Bunun anlamı çok açık olmakla birlikte, AKP iktidarının bir yandan toplum sağlığının en temel ilkelerini yerle bir ederken bir yandan da toplumun yanlış yönelimlerini beslemesinin rakamsal ifadesi, meseleyi oldukça vurucu bir şekilde açıklamaktadır.

Halk hapı yutarken...
AKP iktidarında toplumsal kaynakların önemli bir bölümü özel sağlık sektörüne ve ilaç harcamalarına kullanıldı. AKP iktidarı Türkiye'yi, sağlık harcamalarının yıllık artış oranı bakımından OECD ülkeleri içinde ikinci sıraya yükseltmeyi "başardı".

Türkiye'de sağlık harcamalarının AKP döneminde anormal bir ivmeyle yükseldiği gözlenirken, 2002 yılında 10 bin 52 dolar olan toplam sağlık harcaması, 2008 yılına gelindiğinde yaklaşık 4,5 kat artmış, 44 bin 364 dolara yükselmiştir (Kaynak: TÜİK-18 Şubat 2011).

Türkiye'de özel hastane sektörü kamu tarafından beslenmektedir. SGK tarafından yapılan tedavi giderlerinin yüzde 31.4'ü özel hastanelere oldu. SGK 2008 verilerine göre, SGK'nın 2008 yılı toplam sağlık harcaması 25 milyon 404 bin TL iken, bunun 10 milyon 717 bin TL'si ilaç harcamasına, 13 milyon 953 bin TL'si ise tedavi giderlerine aktı.

13 milyon 953 bin TL tutarındaki tedavi giderlerinin 7 milyon 325 bin TL'si devlet hastaneleri, 2 milyon 247 bin TL'si üniversite hastaneleri, 4 milyon 381 bin TL'si ise özel hastanelere olmuştur. Bu dağılım oranı, özel hastane sektörünün kamu tarafından semirtildiğinin açık göstergesi oldu.
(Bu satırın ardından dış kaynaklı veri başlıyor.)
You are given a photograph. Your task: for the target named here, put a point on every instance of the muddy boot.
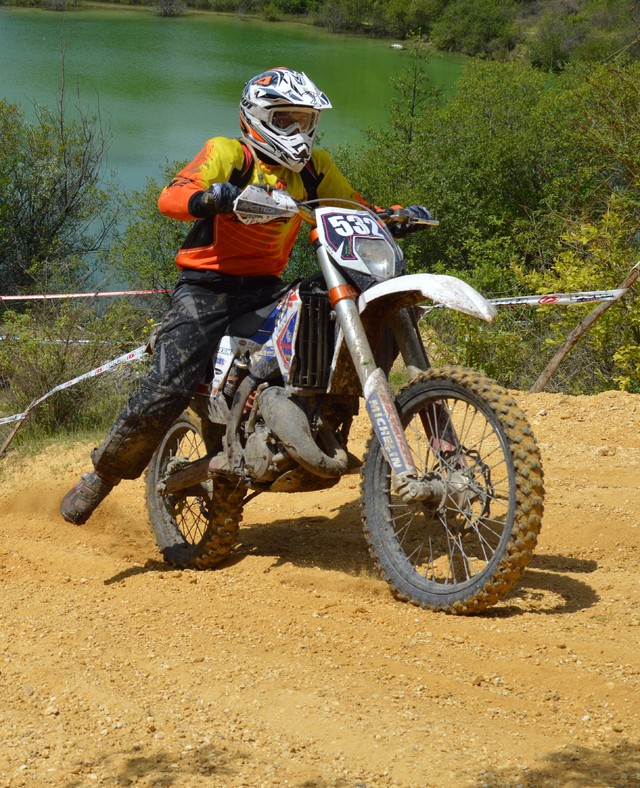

SGK'nın toplam sağlık harcaması ilerleyen dönemde daha da arttı ve 2008'de 25 milyar 404 milyon TL olan rakam, 2009'da 28 milyar 863 milyon TL'ye, 2010'da ise 32 milyar 80 milyon TL'ye yükseldi.

AKP iktidarının işbaşına geldiği ilk yıl olan 2002'de, kamu ilaç harcamasını 699 milyon kutu ilaç ile devralmıştı. 2010 yılına geldiğimizde, kişilerin kendi ceplerinden ilaçların hariç olduğu bu rakam, 1548 milyon kutu ilaca yükseldi. Bu rakamda 1995 ile 2002 yılları arasında yaşanan artış yüzde 22 iken, AKP'nin iktidarı devraldığı 2002 yılı ile 2010 yılları arasında yaşanan artış yüzde 122 olarak gerçekleşti.

AKP iktidarının 10. yılı başka pek çok önemli başlıkta felakete sebep olurken, sağlık alanında Türkiye halkı, kelimenin mecazi ve gerçek her iki anlamıyla, "hapı yuttu"...

(soL-Haber Merkezi)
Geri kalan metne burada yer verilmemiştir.